Saturday, October 04, 2008

Are you on Facebook? And is it ruining your life?

I hardly check my Facebook and just keep hanging there for a virtual presence without much purpose. Anyway, thanks for those who have linked and requested as my 'friends', appreciate the gesture and will stay friends.

For those unfamiliar with this Internet phenomenon, Facebook is a website that allows users to set up a free personal web space where they can provide a little sketch of their life. They put together a profile page outlining their favourite TV shows, books and quotes with little blurbs about themselves explaining where they work or go to school, pictures, blogs and personalized message boards known as 'walls.'

Facebook and other social networks like My Space have truly redefined how we communicate and what constitutes community. On the one hand, it's fascinating to be a part of something so global and so immediate. The minute something occurs, there's a Facebook page on it. On the other hand, cyberspace is a fake reality and sometimes creates false connections. There's a reason we didn't stay in touch with all our old high school friends…

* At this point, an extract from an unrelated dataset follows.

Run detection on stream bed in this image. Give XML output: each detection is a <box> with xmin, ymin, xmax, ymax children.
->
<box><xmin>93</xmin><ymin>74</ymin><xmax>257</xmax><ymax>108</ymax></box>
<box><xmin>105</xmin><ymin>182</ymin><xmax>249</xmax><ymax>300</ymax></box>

When Facebook was launched by Mark Zuckerberg in 2004 while attending Harvard University as a sophomore, it was designed as a way for college students to connect with each other. Users created a personal page and were able to accept or send out electronic 'friend' requests for people to be included in their networks. People who were 'friends' were able to keep tabs on people in their network, send messages and even connect with friends of friends. It was like an exclusive club, since it was open only to those with certain email addresses.

But as Facebook's popularity soared, its founders sought to expand its audience. In 2005, it allowed high school students to sign on. But it was the 2006 decision to open it up to the general public that drew howls from its original audience and now facebook is the largest social networking with more than 100 million facebookers and has made Zuckerberg a young billionaire.

At the end of the day, Facebook is not a social activity, although it may be construed as such. Facebook means sitting at home alone in front of my laptop, reading about and staring at all the people I know, always separated by real time and virtual distance.

But in the face of that pervasive isolation and loneliness, I'm always just a click away from seeing my "friends"--the people who thought enough about me to confirm the fact that I knew them. They're all sitting there--a gallery of smiling faces arranged alphabetically that always make me feel better, even though that really shouldn't be the case.